Synthetic Drug Dealer Convicted On All Counts
FRESNO, Calif. — Following a month-long jury trial, Douglas Jason Way, aka Jason Way, 45, of Evanston, Illinois, was found guilty today on all counts for a conspiracy to manufacture and distribute synthetic marijuana, U.S. Attorney McGregor W. Scott announced.
On May 15, 2014, Way was charged by an indictment filed in Fresno with conspiring to manufacture, distribute, and possess with intent to distribute synthetic cannabinoids or designer drugs, commonly known at the street level as “spice,” “K2” or “herbal incense.” He was also charged with manufacturing, distributing, possessing with intent to distribute, and attempting to possess with intent to distribute synthetic cannabinoids and with conspiring to possess acetone, a List II chemical, for the purpose of manufacturing synthetic cannabinoids, conspiring to defraud the United States and commit offenses against the United States, and causing the introduction of misbranded drugs into interstate commerce.
According to court documents, Way was the leader of a drug conspiracy involving the manufacture and distribution of at least 24 tons of smokable synthetic cannabinoids that contained the synthetic drugs AM-2201 and XLR11, also known as 5-F-UR-144. The chemicals came from China and the finished product was sold to smoke shops and retail outlets throughout the United States and generated over $32 million in illicit income in five months. Manufactured by companies called Zencense and ZenBio, the drugs were processed in warehouses in Millbrae and Stockton and marketed under the brand names of Bizarro, Posh, Sonic Zero, Headhunter, Neutronium, and Orgazmo. They were distributed to The Stuffed Pipe smoke shops located throughout the Central Valley of California, as well as to other retail establishments in 47 states.
Public health and law enforcement agencies have seen the emergence of synthetic drug use. State and local public health departments note that synthetic cannabinoids cause serious adverse health effects, including agitation, anxiety, nausea, vomiting, tachycardia, elevated blood pressure, tremor, seizures, hallucinations, paranoid behavior, and even death. According to the American Association of Poison Control Centers, poison centers throughout the United States received 5,230 calls about exposures to these drugs in 2012 and 2,656 exposures in 2013. Making matters worse, synthetic cannabinoids are often marketed as “legal” substances and sometimes labeled as “herbal incense” or “potpourri.” The 2012 Synthetic Drug Abuse Prevention Act made 26 types of synthetic cannabinoids, including AM-2201, Schedule I drugs under the Controlled Substance Act. DEA placed JWH-018 in Schedule I in 2011 and placed XLR11 in Schedule I in 2013.
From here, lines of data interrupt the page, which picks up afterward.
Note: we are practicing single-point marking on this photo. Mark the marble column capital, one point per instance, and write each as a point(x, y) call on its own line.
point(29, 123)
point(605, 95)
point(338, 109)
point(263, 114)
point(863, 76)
This case was the product of an Organized Crime Drug Enforcement Task Force (OCDETF) investigation by the DEA, IRS, and U.S. Immigration and Customs Enforcement’s (ICE) Homeland Security Investigations (HSI), with assistance from the Food and Drug Administration (FDA), and Fresno County Sheriff’s Office. Numerous other law enforcement agencies assisted in follow-up investigation, including the St. Cloud, Minnesota Police Department; Mars Hill, North Carolina Police Department; Montgomery County, North Carolina Sheriff’s Office; Buncombe County, North Carolina, Sherriff’s Office; and Willis, Texas Police Department. The OCDETF Program was established in 1982 to mount a comprehensive attack against organized drug traffickers. Today, the OCDETF Program is the centerpiece of the United States Attorney General’s drug strategy to reduce the availability of drugs by disrupting and dismantling major drug trafficking organizations and money laundering organizations and related criminal enterprises. This OCDETF investigation was also part of a nationwide law enforcement effort coordinated by the DEA’s Special Operations Division. Assistant U.S. Attorneys Karen A. Escobar and Vincenza Rabenn are prosecuting the case.
Way is scheduled for sentencing on October 29, 2018, before U.S. District Judge Dale A. Drozd. With respect to the drug charges, Way faces a maximum statutory penalty of 20 years in prison and a $1 million fine, as to each count. The conspiracy to defraud charge carries a maximum penalty of five years in prison and a $250,000 fine. The FDA mislabeling charge carries a maximum statutory penalty of three years in prison and a $10,000 fine. The actual sentence, however, will be determined at the discretion of the court after consideration of any applicable statutory factors and the Federal Sentencing Guidelines, which take into account a number of variables.
Way is also facing the forfeiture of over $589,000, representing the drug proceeds that he derived from the illegal operation. To date, the U.S. Attorney’s Office has forfeited more than $6.5 million of drug proceeds: $6,488,000 in cash and $191,000 in other assets, including a 2013 Ford F350 pickup truck and a 2014 Airstream travel trailer.